Wet Dreams zet de toon op dit album met een cover van The Trend, een Amerikaanse punkband uit de jaren ‘80. De track Band Aid rammelt en jengelt liefelijk en is één van de meest catchy songs van deze band. Garagepunk volgens het boekje, zoals ze die bv. bij de Spaanse band The Gold brengen. Er zullen nog meer van die rammelende punkrocktracks volgen, zoals het openlijk aan de Ramones schatplichtige Radioactivity, het meer naar de Britse oer-punk van The Jam en The Undertones neigende Depression of het heel opzwepende en bij momenten bijtende Bad Boy. Die laatste heeft een gitaarsolo die technisch niet bijzonder is, maar wel heel raak de juiste sfeer oproept.
Die punkrocktracks wisselen ze bij Wet Dreams af met tragere 70’s-Psychedelica. The Grateful Dead is het nog niet, maar ze komen hier een beetje in het straatje van de Nederlanders van The Kryng. Her is zo een track, met pas op het einde een heerlijke gitaarsolo die in een fuzz/noise-outro uitmondt. De bijna gênante liefdesverklaring Roliglata past ook in dat psychedelische jasje, net als Blueslata.

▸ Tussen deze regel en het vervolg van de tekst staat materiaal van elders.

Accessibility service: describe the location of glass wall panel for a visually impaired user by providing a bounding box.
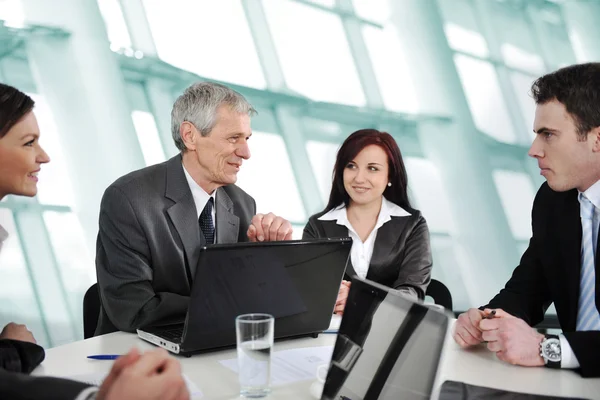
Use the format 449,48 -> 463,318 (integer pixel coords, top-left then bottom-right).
454,54 -> 517,143
404,157 -> 454,233
0,208 -> 48,346
494,170 -> 535,240
352,0 -> 390,24
363,25 -> 419,113
131,110 -> 166,165
263,0 -> 365,106
510,72 -> 536,141
98,0 -> 131,49
444,22 -> 489,57
306,140 -> 341,204
144,0 -> 266,88
237,131 -> 308,222
44,211 -> 96,332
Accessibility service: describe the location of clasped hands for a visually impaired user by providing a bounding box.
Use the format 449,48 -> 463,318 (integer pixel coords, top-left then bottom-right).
452,308 -> 544,367
247,213 -> 292,242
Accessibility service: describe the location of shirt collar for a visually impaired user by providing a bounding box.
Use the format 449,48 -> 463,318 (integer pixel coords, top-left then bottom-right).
579,181 -> 600,210
0,225 -> 8,243
318,196 -> 410,229
181,163 -> 217,218
0,225 -> 8,249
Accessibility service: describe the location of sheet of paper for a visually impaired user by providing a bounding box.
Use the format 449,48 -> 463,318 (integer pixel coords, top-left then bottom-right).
219,346 -> 333,386
325,314 -> 342,333
64,372 -> 202,399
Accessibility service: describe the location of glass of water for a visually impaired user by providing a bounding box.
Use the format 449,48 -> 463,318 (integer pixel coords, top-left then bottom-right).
235,314 -> 275,397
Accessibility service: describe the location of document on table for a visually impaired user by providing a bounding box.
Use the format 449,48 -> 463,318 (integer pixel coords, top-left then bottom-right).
63,372 -> 202,399
323,314 -> 342,333
219,346 -> 333,386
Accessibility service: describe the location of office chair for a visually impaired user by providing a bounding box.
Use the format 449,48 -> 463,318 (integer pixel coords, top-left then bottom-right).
425,279 -> 452,311
83,283 -> 100,339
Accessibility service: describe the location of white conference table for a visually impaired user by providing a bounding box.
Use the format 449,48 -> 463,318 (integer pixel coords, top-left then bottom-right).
33,332 -> 600,400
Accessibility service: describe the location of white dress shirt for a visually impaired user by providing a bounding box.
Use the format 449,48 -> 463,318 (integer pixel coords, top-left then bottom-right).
319,196 -> 410,279
0,225 -> 8,250
558,181 -> 600,368
0,225 -> 98,400
182,163 -> 217,242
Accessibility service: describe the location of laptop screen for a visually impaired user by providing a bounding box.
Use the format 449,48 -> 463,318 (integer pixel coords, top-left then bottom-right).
322,279 -> 448,400
182,238 -> 352,351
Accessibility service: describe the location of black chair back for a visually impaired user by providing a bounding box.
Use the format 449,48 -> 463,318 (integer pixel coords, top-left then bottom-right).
83,283 -> 100,339
425,279 -> 452,311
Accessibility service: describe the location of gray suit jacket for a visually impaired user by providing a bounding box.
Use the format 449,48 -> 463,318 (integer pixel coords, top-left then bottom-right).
96,155 -> 256,335
302,209 -> 433,299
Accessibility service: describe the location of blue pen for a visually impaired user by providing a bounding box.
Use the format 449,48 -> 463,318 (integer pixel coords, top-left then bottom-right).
88,354 -> 121,360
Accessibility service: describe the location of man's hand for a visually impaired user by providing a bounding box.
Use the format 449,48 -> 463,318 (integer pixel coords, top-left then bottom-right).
96,347 -> 141,399
479,308 -> 544,367
0,322 -> 37,344
452,308 -> 486,348
247,213 -> 292,242
96,349 -> 190,400
333,281 -> 352,315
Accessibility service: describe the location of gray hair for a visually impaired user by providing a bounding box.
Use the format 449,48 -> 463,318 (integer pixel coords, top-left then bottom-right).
171,82 -> 256,151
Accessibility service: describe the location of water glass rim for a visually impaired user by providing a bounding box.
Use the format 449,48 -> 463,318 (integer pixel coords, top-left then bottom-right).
235,313 -> 275,324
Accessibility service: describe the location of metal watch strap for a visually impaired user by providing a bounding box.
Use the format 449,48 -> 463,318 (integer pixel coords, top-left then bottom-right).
540,335 -> 562,368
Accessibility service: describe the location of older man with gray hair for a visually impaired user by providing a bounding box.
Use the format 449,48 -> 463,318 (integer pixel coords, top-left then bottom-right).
96,82 -> 292,335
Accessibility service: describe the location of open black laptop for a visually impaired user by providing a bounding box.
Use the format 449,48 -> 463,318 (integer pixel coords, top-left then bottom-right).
322,279 -> 449,400
137,238 -> 352,355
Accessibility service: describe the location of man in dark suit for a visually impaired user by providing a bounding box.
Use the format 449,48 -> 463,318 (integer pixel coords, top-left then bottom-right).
96,82 -> 292,335
454,63 -> 600,377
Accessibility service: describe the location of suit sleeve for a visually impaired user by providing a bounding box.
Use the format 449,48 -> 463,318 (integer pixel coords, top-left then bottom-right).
0,339 -> 45,374
0,370 -> 90,400
481,188 -> 552,326
392,216 -> 433,299
96,187 -> 189,332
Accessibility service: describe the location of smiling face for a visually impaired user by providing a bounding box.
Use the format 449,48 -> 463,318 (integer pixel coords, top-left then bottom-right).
529,100 -> 600,192
344,145 -> 389,205
180,105 -> 252,194
0,112 -> 50,199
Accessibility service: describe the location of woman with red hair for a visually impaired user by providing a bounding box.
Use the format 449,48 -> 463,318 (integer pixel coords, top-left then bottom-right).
303,129 -> 432,314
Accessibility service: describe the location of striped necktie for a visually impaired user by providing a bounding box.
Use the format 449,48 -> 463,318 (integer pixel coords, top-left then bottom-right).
576,194 -> 600,331
198,197 -> 215,244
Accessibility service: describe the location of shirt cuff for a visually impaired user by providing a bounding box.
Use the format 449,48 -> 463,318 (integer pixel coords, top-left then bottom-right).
74,386 -> 98,400
558,333 -> 579,369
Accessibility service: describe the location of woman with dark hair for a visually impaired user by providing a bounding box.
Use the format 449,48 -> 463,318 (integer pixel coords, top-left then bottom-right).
0,83 -> 189,400
302,129 -> 432,313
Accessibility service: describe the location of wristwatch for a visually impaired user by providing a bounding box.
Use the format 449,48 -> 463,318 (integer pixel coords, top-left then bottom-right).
540,335 -> 562,368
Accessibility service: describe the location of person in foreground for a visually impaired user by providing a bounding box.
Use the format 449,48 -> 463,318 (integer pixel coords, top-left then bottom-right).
96,82 -> 292,335
303,129 -> 432,314
453,63 -> 600,377
0,84 -> 189,400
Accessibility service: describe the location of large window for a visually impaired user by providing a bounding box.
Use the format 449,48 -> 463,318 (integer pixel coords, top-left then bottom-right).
263,0 -> 365,106
143,0 -> 265,88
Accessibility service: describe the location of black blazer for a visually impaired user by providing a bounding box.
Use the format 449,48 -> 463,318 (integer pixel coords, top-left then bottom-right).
0,339 -> 90,400
486,183 -> 600,377
0,369 -> 90,400
302,209 -> 432,299
96,155 -> 256,335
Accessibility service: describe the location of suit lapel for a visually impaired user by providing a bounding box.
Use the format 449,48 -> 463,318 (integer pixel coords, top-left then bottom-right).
369,217 -> 408,271
555,191 -> 580,330
165,155 -> 204,279
321,221 -> 356,276
215,188 -> 240,243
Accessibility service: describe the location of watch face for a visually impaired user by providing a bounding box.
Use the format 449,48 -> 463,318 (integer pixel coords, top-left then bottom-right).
542,339 -> 560,362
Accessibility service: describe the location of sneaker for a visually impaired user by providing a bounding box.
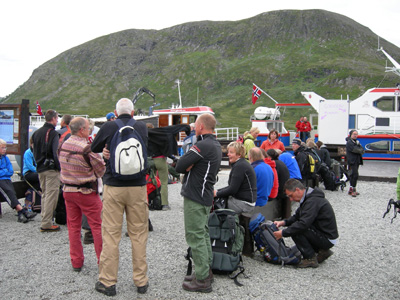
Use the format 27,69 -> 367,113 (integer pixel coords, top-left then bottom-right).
18,213 -> 29,223
83,231 -> 94,245
184,269 -> 214,283
40,225 -> 60,232
317,249 -> 333,264
94,281 -> 117,296
161,205 -> 171,211
137,282 -> 149,294
182,278 -> 212,293
297,255 -> 318,268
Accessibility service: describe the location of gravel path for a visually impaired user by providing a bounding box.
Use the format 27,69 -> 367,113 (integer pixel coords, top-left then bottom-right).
0,170 -> 400,300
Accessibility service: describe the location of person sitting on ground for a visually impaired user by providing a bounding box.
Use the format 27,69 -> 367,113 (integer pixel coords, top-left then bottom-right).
0,139 -> 36,223
214,142 -> 257,217
243,127 -> 260,160
260,129 -> 285,152
249,147 -> 274,207
316,141 -> 332,169
274,179 -> 339,268
106,112 -> 115,122
267,149 -> 290,219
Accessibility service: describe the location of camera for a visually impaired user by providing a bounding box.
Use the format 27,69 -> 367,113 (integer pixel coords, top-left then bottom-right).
43,158 -> 56,169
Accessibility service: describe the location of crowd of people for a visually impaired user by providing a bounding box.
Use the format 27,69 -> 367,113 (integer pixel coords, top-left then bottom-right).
0,105 -> 372,296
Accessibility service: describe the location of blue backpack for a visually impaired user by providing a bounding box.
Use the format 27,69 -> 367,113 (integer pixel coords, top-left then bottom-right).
109,119 -> 147,180
249,213 -> 301,266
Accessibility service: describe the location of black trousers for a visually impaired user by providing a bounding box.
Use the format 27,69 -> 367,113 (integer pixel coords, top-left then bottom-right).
349,163 -> 360,187
292,227 -> 333,259
0,179 -> 20,209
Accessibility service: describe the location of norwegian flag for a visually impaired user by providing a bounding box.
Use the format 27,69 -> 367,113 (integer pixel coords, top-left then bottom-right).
36,101 -> 43,116
251,83 -> 261,104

Het mooiste doelpunt scoort Wet Dreams met Boogie. Bij de eerste luisterbeurt lijkt het een tandenloze boogie, maar bij elke volgende luisterbeurt word je verleid door die pompende, rollende baslijn. Wie verder kijkt dan de singles, herkent hier Motörhead en zelfs The Kids (bij de Belgen dan de beginalbums niet meegerekend).

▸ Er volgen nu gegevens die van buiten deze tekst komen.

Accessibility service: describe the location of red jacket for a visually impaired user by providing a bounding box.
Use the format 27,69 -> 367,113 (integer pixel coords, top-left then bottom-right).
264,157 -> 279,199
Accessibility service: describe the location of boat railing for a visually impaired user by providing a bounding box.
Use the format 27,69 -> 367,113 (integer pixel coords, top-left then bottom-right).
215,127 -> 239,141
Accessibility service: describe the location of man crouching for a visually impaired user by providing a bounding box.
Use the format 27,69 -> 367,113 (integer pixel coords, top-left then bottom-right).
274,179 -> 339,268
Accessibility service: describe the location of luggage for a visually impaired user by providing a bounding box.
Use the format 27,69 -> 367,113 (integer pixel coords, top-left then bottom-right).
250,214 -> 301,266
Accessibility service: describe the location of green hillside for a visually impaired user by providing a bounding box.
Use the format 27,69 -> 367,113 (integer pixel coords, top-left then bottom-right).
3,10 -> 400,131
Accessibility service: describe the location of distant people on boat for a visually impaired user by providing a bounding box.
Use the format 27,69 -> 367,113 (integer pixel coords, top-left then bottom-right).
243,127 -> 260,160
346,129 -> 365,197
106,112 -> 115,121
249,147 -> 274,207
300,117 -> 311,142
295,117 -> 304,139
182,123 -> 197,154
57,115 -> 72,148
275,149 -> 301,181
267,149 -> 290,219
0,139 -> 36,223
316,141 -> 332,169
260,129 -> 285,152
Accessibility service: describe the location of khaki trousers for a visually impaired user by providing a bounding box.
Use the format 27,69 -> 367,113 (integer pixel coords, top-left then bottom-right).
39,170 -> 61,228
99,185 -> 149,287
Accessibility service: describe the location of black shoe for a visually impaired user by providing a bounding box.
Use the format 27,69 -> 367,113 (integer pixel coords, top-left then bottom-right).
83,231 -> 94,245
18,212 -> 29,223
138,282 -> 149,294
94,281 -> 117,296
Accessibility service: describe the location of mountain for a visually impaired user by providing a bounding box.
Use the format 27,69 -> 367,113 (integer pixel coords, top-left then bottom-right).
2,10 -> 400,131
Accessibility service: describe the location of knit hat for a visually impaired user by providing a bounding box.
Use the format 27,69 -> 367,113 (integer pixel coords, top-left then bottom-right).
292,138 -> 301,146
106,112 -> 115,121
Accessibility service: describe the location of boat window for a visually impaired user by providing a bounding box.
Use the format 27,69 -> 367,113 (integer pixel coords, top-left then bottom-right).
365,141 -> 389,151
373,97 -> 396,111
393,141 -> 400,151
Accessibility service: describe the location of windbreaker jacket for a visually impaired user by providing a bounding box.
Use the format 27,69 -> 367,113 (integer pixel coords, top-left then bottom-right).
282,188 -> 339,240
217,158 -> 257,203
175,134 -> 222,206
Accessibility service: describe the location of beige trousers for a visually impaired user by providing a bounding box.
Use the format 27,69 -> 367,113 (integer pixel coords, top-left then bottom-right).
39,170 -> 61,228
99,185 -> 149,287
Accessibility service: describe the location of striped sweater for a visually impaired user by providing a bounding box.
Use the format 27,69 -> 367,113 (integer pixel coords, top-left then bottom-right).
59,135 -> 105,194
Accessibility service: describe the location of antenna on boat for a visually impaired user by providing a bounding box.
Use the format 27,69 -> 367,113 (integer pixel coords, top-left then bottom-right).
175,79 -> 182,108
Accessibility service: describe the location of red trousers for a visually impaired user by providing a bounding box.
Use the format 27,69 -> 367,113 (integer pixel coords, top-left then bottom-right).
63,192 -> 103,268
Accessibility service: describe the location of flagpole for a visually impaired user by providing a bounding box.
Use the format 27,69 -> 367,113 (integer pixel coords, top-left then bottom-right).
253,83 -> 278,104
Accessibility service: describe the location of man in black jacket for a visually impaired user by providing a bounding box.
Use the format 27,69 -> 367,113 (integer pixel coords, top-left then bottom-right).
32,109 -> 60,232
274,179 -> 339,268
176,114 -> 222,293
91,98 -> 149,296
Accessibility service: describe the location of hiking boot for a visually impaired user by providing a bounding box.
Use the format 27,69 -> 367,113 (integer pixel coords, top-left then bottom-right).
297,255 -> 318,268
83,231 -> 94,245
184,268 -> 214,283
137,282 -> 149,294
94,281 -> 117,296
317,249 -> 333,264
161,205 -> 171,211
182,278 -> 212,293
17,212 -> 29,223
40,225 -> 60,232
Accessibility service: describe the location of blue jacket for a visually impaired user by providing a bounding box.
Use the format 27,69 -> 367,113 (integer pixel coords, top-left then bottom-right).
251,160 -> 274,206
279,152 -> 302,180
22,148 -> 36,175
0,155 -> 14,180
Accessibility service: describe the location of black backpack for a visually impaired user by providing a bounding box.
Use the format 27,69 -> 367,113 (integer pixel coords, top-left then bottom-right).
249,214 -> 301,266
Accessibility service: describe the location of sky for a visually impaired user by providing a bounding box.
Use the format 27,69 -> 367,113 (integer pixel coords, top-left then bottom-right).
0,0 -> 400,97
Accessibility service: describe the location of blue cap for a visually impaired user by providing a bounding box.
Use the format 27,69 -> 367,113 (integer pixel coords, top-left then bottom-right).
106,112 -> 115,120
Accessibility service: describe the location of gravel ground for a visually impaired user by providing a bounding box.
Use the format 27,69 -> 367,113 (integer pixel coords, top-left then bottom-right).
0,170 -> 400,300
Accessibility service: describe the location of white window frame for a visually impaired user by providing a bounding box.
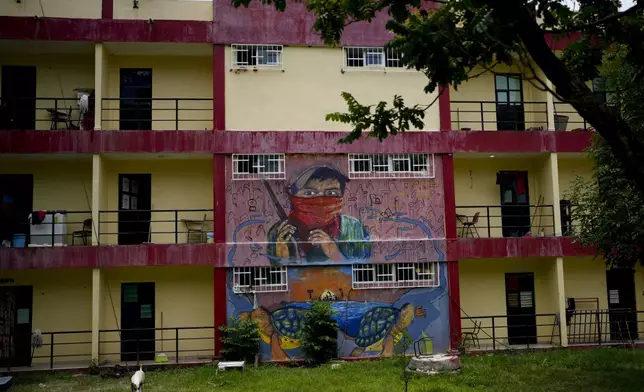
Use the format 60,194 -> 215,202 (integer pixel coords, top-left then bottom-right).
232,154 -> 286,180
348,154 -> 436,179
230,44 -> 284,71
351,261 -> 440,290
342,46 -> 409,72
233,266 -> 288,294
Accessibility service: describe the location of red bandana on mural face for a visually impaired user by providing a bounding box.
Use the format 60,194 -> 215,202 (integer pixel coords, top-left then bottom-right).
289,196 -> 343,238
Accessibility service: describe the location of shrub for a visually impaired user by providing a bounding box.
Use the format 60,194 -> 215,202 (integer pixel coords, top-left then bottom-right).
219,318 -> 261,363
302,301 -> 338,365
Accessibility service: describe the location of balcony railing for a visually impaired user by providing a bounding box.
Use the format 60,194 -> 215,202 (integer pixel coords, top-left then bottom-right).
0,326 -> 215,371
554,102 -> 590,131
461,313 -> 560,351
0,97 -> 89,130
98,209 -> 214,245
566,309 -> 644,345
102,98 -> 213,131
456,205 -> 555,238
450,101 -> 548,131
0,210 -> 92,248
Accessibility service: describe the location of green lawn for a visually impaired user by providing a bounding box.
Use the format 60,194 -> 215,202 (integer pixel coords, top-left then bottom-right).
7,349 -> 644,392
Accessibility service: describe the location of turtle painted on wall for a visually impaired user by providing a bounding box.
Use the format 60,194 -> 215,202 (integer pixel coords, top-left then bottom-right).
239,300 -> 425,360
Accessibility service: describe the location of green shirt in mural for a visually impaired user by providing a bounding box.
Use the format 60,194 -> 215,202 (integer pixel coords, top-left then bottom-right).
266,215 -> 371,262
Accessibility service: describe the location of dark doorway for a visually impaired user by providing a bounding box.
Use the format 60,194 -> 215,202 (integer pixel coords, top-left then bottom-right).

Het debuutalbum van Wet Dreams lost de verwachtingen in. Het sprankelende van The Hives hoor je enkel nog op Band Aid en dan lijkt de oogst misschien wat mager, maar zelfs bij The Hives vliegen de vonken er niet bij elke track van af. Je hoort hier een degelijke band die niet alleen zijn klassiekers kent, maar zelfs dieper wil graven.